En zor günlerinde Başbakan’ın yanında duran ve ne pahasına olursa olsun hükümeti savunan yayın organları dışında kimse davet edilmemiş.
Kamuoyu oluşturma konusunda gelip dayanılan nokta aslında tam bir çıkmazdır, çaresizlik halidir, kendini yalnızlaştırmadır.
Ne Genelkurmay Başkanlığı’nı ziyaret eden Anayasa Mahkeme üyelerinin pozisyonu, “iade-i ziyaret” kapsamında izah edilebilir, ne de HSYK ve Danıştay ile yaşanan polemik sıradan bir ihtilaf olarak görülebilir. Hükümet temsilcilerinin başta “Yargıtay” ve “kumpas” açıklamaları olmak üzere söyledikleri sözlerin altında kalma ihtimali yüksek gözüküyor. Nitekim Arınç’ın bakanları, danışmanları, parti yöneticilerini uyaran sözleri bu sıkışmışlığı göstermektedir.

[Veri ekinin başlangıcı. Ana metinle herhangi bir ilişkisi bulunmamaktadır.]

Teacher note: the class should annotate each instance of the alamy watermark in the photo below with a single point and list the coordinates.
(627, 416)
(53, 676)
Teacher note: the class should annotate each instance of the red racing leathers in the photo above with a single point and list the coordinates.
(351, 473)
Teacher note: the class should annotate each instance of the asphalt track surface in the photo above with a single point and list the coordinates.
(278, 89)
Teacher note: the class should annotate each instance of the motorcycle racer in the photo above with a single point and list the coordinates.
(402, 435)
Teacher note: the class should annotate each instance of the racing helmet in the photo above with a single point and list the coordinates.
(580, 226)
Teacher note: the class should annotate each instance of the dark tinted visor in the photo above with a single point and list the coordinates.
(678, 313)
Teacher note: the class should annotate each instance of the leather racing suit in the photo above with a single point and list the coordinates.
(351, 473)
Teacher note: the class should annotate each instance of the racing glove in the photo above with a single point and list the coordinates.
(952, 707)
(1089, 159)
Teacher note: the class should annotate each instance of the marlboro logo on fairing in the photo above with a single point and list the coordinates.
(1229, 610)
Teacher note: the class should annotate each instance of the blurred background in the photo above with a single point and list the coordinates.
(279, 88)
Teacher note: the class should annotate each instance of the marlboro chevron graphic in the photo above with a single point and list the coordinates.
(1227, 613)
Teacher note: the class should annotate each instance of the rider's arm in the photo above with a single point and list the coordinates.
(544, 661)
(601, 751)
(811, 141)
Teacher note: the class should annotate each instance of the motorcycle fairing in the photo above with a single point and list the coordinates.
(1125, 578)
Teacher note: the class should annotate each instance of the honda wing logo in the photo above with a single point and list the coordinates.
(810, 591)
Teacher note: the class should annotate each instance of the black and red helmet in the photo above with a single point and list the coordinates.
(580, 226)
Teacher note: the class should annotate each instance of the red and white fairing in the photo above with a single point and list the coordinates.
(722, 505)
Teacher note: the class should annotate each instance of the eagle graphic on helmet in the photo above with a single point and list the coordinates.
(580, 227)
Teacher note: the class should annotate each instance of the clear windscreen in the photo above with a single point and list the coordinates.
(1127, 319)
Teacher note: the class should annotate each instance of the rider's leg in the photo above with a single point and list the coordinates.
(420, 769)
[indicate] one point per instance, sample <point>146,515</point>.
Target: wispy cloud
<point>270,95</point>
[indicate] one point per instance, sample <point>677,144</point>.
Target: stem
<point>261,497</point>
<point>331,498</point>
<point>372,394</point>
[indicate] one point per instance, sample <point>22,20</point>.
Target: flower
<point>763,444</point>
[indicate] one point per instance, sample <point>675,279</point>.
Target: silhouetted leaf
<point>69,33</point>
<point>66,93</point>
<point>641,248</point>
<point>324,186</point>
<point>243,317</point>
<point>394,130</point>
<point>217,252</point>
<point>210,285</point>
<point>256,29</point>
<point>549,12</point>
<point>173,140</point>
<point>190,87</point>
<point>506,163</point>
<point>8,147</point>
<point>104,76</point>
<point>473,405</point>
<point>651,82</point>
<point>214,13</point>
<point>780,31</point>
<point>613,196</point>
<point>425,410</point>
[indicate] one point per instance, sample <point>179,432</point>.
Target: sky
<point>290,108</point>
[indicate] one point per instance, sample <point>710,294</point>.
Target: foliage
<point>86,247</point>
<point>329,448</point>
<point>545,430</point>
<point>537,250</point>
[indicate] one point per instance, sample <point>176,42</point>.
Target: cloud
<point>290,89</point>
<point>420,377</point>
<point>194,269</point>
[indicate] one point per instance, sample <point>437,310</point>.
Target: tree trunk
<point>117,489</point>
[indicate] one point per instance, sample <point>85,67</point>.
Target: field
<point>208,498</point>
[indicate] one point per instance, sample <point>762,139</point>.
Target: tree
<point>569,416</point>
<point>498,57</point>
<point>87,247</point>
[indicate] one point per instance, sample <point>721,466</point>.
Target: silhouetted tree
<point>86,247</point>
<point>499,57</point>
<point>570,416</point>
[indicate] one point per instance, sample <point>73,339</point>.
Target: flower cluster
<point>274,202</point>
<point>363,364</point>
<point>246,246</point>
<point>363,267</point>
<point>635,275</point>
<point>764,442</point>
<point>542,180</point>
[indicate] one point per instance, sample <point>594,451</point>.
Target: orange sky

Görünen o ki, Başbakan’ın doğrudan seçmeni motive etmekten başka yapabileceği hiçbir yol kalmamıştır. Bu krizi yönetmeye ne vizyonları ne becerileri yetmeyen siyasal kadrolarla işin içinden çıkmak kolay olmayacaktır.
Silivri kapısında çocuklarını ziyaret eden bakanlar, yada hükümetin kolayca görevinden aldığı bürokratlar artık yeni Türkiye’nin bir gerçeğidir.
Bu gerçeğin Kürt sorununa yansımaları, başlı başına tartışmaya değer bir konudur. Bir yanda, Kürtlerle de çatışmayı göze alamayacak durumda olan bir hükümet var. Diğer yanda, muhtemelen hükümeti Kürt sorununda gerilim çıkararak sıkıştırmak isteyecek aktörler var.
Belki, Kürt sorununda çözüm iradesinin gelişmesi ile Türkiye demokratikleşmesinin birbirini kolayca besleyeceği özel dönemlerden birisinden geçiyoruz.
İktidar içi kavgada saf tutarak geleceğin iktidar ortaklığında pozisyon kapmak, bu dönemde muhaliflerin yapabileceği en vahim hata olacaktır. Pasif izlemenin ötesinde gündeme müdahil olabilecek bir radikal söylem inşa etmenin, kamuoyunda karşılığının en yüksek düzeyde bulunabileceği bir psikolojik ortam içerisindeyiz.
Sadece sembolik kazanımlar değil kalıcı yapısal dönüşüm için de büyük bir fırsat söz konusu. Bu imkanı pratiğe geçirmek, muhalif siyaset için rüştünü ispatlama olanağı sunabilir.
Yoksa sahiden “tırı vırı” ile vakti öldüren bir Türkiye’ye mahkum olmaya devam edeceğiz.